Her old creamery, which has been repurposed for fleece dyeing and storage, is still called “the Creamery.” There, Marcia creates dyes from indigo, marigolds, coreopsis, avocado pits and dandelions, with many of those plants grown on the ranch. Marcia gets excited every time she dyes her wool and sees the beautiful hues seep into the yarn.

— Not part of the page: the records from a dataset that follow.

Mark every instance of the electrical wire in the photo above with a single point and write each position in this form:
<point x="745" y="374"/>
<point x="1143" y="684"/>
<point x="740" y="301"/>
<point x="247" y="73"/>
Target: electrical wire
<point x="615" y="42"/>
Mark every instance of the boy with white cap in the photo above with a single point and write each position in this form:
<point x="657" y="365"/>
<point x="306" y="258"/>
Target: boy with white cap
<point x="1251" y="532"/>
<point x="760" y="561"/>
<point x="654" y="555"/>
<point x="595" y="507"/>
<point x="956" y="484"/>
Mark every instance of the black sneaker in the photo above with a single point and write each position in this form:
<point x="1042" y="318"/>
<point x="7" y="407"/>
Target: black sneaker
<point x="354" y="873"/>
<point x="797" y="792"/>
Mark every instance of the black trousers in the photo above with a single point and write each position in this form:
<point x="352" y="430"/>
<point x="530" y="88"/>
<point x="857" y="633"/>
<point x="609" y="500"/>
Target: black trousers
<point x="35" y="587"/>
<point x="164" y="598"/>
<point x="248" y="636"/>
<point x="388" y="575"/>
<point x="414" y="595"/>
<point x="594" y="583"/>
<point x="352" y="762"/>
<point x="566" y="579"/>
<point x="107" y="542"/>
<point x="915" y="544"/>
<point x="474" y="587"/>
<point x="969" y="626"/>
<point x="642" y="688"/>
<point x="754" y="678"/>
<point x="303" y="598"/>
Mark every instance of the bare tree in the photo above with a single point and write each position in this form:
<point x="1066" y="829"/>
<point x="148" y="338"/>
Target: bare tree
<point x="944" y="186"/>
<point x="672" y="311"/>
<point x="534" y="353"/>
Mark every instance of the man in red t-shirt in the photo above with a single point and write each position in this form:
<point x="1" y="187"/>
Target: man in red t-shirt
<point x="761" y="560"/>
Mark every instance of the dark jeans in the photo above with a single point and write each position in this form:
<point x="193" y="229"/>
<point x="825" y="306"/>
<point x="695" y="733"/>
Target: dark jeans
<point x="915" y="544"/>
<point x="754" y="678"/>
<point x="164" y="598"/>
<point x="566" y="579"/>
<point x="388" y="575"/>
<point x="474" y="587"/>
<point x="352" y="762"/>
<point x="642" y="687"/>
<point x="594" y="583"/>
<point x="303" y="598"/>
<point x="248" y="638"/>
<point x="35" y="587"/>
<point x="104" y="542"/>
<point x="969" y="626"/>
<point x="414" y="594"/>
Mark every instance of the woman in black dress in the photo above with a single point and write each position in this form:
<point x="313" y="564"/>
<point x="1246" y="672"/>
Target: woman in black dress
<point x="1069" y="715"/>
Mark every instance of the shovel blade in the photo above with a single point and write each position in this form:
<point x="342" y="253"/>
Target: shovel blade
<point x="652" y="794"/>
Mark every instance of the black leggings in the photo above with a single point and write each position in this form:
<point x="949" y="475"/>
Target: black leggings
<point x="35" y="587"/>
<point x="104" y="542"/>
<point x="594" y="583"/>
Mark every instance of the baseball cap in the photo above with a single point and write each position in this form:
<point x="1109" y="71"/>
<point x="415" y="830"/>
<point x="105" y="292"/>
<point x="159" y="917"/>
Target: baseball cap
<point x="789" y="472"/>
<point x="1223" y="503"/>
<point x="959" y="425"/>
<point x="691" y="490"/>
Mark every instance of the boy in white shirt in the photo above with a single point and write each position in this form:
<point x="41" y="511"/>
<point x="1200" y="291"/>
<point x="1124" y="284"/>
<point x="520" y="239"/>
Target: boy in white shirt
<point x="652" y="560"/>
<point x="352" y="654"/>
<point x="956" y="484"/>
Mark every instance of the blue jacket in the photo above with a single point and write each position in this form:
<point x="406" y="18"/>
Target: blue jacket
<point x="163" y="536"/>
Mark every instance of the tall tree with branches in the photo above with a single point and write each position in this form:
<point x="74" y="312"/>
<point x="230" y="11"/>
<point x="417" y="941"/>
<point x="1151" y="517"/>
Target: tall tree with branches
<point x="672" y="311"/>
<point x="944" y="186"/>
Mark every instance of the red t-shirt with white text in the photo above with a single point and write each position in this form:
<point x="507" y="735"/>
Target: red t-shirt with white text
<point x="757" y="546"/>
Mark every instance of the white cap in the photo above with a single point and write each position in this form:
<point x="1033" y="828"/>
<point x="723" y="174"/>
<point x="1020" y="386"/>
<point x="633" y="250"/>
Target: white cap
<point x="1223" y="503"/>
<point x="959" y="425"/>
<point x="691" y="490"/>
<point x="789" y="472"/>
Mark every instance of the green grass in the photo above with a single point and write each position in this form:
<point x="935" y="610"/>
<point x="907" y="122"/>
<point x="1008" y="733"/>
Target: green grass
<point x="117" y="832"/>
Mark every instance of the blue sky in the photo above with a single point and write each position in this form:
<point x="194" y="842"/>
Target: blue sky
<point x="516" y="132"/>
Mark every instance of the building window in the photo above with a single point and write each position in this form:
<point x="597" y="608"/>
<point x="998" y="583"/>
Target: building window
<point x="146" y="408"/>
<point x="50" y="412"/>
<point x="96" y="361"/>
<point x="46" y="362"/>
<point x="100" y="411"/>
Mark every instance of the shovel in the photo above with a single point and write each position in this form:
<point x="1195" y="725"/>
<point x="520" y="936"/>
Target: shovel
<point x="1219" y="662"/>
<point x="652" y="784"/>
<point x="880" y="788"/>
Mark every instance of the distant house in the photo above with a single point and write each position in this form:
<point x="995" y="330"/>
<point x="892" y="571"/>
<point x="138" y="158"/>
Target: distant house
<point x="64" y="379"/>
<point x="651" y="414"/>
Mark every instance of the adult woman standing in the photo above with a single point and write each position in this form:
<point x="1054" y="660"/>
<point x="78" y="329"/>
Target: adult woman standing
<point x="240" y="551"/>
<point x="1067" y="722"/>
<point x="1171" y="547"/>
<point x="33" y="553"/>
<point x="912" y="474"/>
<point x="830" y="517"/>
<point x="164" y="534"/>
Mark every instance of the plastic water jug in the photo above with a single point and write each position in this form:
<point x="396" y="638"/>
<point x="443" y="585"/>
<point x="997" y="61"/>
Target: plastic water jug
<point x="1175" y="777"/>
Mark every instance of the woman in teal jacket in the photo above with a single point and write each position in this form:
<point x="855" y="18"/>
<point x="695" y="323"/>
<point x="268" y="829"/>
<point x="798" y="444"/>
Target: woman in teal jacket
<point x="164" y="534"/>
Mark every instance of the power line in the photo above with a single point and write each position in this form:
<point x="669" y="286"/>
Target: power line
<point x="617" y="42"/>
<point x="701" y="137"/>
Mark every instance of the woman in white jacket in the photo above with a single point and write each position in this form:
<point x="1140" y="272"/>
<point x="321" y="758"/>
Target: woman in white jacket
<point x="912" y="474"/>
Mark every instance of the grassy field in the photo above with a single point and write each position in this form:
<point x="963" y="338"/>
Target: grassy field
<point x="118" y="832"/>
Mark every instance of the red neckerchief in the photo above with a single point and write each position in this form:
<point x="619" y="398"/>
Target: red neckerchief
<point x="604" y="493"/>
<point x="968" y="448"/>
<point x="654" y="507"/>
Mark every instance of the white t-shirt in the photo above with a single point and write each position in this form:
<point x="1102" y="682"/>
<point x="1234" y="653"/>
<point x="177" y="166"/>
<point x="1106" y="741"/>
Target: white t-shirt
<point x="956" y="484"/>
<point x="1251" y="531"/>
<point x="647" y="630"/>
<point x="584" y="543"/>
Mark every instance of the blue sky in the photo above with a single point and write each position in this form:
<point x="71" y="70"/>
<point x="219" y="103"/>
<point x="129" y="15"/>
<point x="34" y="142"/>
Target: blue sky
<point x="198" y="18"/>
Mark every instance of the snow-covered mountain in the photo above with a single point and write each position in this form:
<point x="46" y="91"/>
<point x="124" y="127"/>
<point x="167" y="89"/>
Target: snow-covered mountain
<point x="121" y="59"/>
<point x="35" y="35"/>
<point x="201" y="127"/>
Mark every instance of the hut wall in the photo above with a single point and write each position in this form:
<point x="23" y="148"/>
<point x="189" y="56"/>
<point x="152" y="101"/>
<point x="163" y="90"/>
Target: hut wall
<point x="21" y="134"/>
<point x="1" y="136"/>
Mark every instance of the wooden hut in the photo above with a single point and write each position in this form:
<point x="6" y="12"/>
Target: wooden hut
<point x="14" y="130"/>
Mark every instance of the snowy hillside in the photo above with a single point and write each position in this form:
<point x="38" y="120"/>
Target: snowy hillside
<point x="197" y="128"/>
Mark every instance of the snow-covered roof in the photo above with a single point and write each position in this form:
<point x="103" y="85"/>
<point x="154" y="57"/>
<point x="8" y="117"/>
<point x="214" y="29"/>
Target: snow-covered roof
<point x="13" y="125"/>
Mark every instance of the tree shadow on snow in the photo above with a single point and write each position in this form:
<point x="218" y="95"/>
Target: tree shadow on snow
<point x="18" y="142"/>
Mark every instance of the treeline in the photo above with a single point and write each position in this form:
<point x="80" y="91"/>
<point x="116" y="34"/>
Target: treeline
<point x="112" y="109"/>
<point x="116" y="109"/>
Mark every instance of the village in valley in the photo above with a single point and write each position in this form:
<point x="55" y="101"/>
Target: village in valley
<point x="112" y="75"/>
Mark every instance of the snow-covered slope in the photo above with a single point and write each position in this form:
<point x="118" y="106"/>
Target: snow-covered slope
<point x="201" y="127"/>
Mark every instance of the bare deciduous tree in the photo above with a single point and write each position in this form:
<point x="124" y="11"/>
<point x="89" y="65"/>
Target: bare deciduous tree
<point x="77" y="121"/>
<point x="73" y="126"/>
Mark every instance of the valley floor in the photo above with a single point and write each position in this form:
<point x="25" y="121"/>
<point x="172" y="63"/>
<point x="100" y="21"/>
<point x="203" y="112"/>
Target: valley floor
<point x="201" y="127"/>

Working with State Assemblyman Mark Levine, Marcia was instrumental in the passage of A.B. 888, which allows the slaughter of lamb, swine and goat on small ranches. She gives generously to her community and sits on the boards of MALT, the West Marin Fund and Bar C, a mobile slaughter cooperative. Her fleeces, roving, yarn and freezer lambs can be purchased on the ranch’s website, www.barinagaranch.com.
Lamb Cigars
Marcia has always liked to cook and even, for a period, made wine with her father. Besides a simple grilled lamb chop, here’s one of her favorite lamb recipes.
Serves 4
Lamp Cigars
1 small red onion
1/3 cup parsley
2 slices stale white bread, torn into bite-size pieces
1/2 cup milk
1 tablespoon Baharat (see recipe below)
1 tablespoon Maras pepper*
(can substitute Aleppo pepper)
1 tablespoon Urfa pepper*
(can substitute red pepper flakes)
1 1/2 teaspoon salt
1 pound ground lamb
Grandma’s Rice (see recipe below)
2 tomatoes, chopped for serving
2 tablespoons parsley, chopped for serving
Tzatziki sauce (see recipe below)
Finely chop the onion and parsley in a small food processor or by hand. Place in a mixing bowl and mix in the bread, milk, Baharat, peppers, salt and lamb. Form into elongated meatballs about 1” in diameter and 2” long, resembling cigars. There will be about 16.
Grill or broil the cigars. Marcia broils them on a parchment-paper lined cookie sheet until just done through, about 6 to 8 minutes.
Serve piled on Grandma’s rice, with chopped tomatoes and parsley sprinkled on top, and tzatziki sauce on the side.
Baharat
4 tablespoons ground black pepper
2 tablespoons ground coriander
2 tablespoons ground cinnamon
2 tablespoons ground cloves
3 tablespoons ground cumin
1 tablespoons ground cardamom
4 tablespoons ground nutmeg
4 tablespoons paprika
Mix all the spices together. Store extra in a jar and use for other recipes.
Grandma’s Rice
1 cup white basmati rice
1 tablespoon butter
15 sticks vermicelli, broken into little pieces
1 1/4 cups chicken broth
Soak rice for 15 to 20 minutes in about two cups of water. Strain and rinse.
Melt the butter in a saucepan. Add the vermicelli to the melted butter and brown for a few minutes, watching and stirring so it doesn’t burn.
Add the rice and toast it, stirring, for 2 minutes. Add chicken broth and salt to taste. Bring to a boil. Cover and cook until done, about 15 minutes. Remove from heat and let steam for 10 minutes.
Tzatziki sauce
1 cup plain yogurt
2 medium cucumbers, peeled,
seeded and chopped
2 tablespoons chopped fresh mint
1 large garlic clove
(or more to taste), chopped
Salt and paprika to taste
Mix together all the ingredients. Season with salt and paprika. Refrigerate until ready to serve.